Di tengah maraknya film-film lokal yang sukses menarik perhatian publik, kehadiran film animasi “JUMBO” berhasil mencuri sorotan utama dengan rekor fenomenal—menjadi film animasi Indonesia pertama yang mampu menembus angka satu juta penonton hanya dalam tujuh hari sejak perilisannya.
Di balik kesuksesan besar ini, ada perpaduan apik antara animasi kelas dunia, cerita dengan nilai-nilai mendalam, serta tentu saja, musik yang luar biasa menyentuh. Dari segi visual, kualitas animasi “JUMBO” bisa dikatakan sejajar dengan produksi kelas dunia dari Disney atau Pixar. Tak heran film ini mendapat apresiasi luas baik dari penonton maupun dari kalangan industri sendiri.

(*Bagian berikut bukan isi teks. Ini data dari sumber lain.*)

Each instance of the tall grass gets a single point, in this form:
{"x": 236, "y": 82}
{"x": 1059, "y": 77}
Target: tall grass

Namun, kekuatan utama “JUMBO” bukan hanya terletak pada aspek visualnya. Kisah Don, seorang anak bertubuh besar yang merasa diremehkan, menyentuh berbagai isu relevan dalam kehidupan masyarakat Indonesia, termasuk tentang kepercayaan lokal dan kondisi keluarga yang kompleks. Cerita yang ditulis Ryan Adriandhy ini membawa penonton pada petualangan yang tidak hanya seru, tetapi juga sarat pesan moral. Tak ayal, cerita tersebut terasa dekat dengan audiens, apalagi saat menggambarkan hubungan keluarga dan pertemanan.
Namun yang paling menonjol dari keseluruhan karya ini adalah bagaimana musik mengambil peran sentral dalam menghadirkan emosi yang maksimal. Departemen musik “JUMBO” mampu menghadirkan pengalaman sinematik yang emosional dan menyentuh hati, di mana scoring yang menghidupkan setiap adegan sukses membuat banyak penonton meneteskan air mata saat menonton. Saat menontonnya sesekali kita merasakan nuansa “Gala Bunga Matahari” dari Sal Priadi dalam scoringnya.
Original soundtrack “JUMBO” yang beragam turut memperkuat karakter emosional film ini. Lagu “Kumpul Bocah” dari Maliq & D’Essentials, misalnya, tak hanya sekadar nostalgia, tetapi menjadi anthem baru yang menghidupkan kembali kenangan masa kecil yang penuh petualangan.
Namun, penghargaan terbesar patut diberikan kepada lagu “Selalu Ada di Nadimu” yang dibawakan Bunga Citra Lestari (BCL). Diracik oleh trio produser Laleilmanino, lagu ini terasa begitu mendalam dan berisi pesan kuat seorang ibu untuk anaknya. Lewat lirik yang jujur dan hangat seperti:
“Kala nanti badai ‘kan datang
Angin akan buat kau goyah
Maafkan, hidup memang ingin kau lebih kuat.”
Lagu ini jelas berbicara pada hati orangtua, menyampaikan perasaan tentang realita hidup yang keras dan kesadaran bahwa ada kalanya anak-anak harus menghadapi dunianya sendiri. Ada versi yang dibawakan Prince Poetiray dan Quinn Salman, tetapi versi BCL dengan vokalnya yang hangat menjadi begitu kuat terutama ketika dinyanyikan dalam adegan film. Tak heran banyak penonton dewasa yang mengaku terharu bahkan menangis tersentuh oleh lagu ini.
Secara unik, “Selalu Ada di Nadimu” menurut kami tidak benar-benar diarahkan untuk anak-anak sebagai pendengar utama, melainkan justru mengincar orangtua yang menemani anaknya menonton film. Sebuah strategi cerdas yang menjadikan lagu ini tak hanya sukses secara musikal, tetapi juga sebagai elemen yang sangat penting dalam keseluruhan pengalaman sinematik “JUMBO”.
Kekuatan musik ini seolah menjadi pengingat bahwa tidak semua kondisi keluarga utuh dan sempurna. Namun setiap orang tetap mampu menemukan kebahagiaan dan melengkapi potongan puzzle kehidupannya sendiri, sebagaimana pesan dalam cerita Don. Pada akhirnya, lewat “JUMBO”, Visinema Studios tidak hanya menghadirkan karya hiburan semata, tetapi juga karya seni yang memiliki kedalaman emosional yang kuat dan relevansi sosial tinggi.
Dan di atas semuanya itu, “JUMBO” menjadi bukti nyata bahwa industri kreatif Indonesia mampu bersaing secara global. Film ini akan segera tayang di berbagai negara, membuktikan bahwa cerita dengan nilai-nilai universal dari Indonesia dapat diterima di mana saja.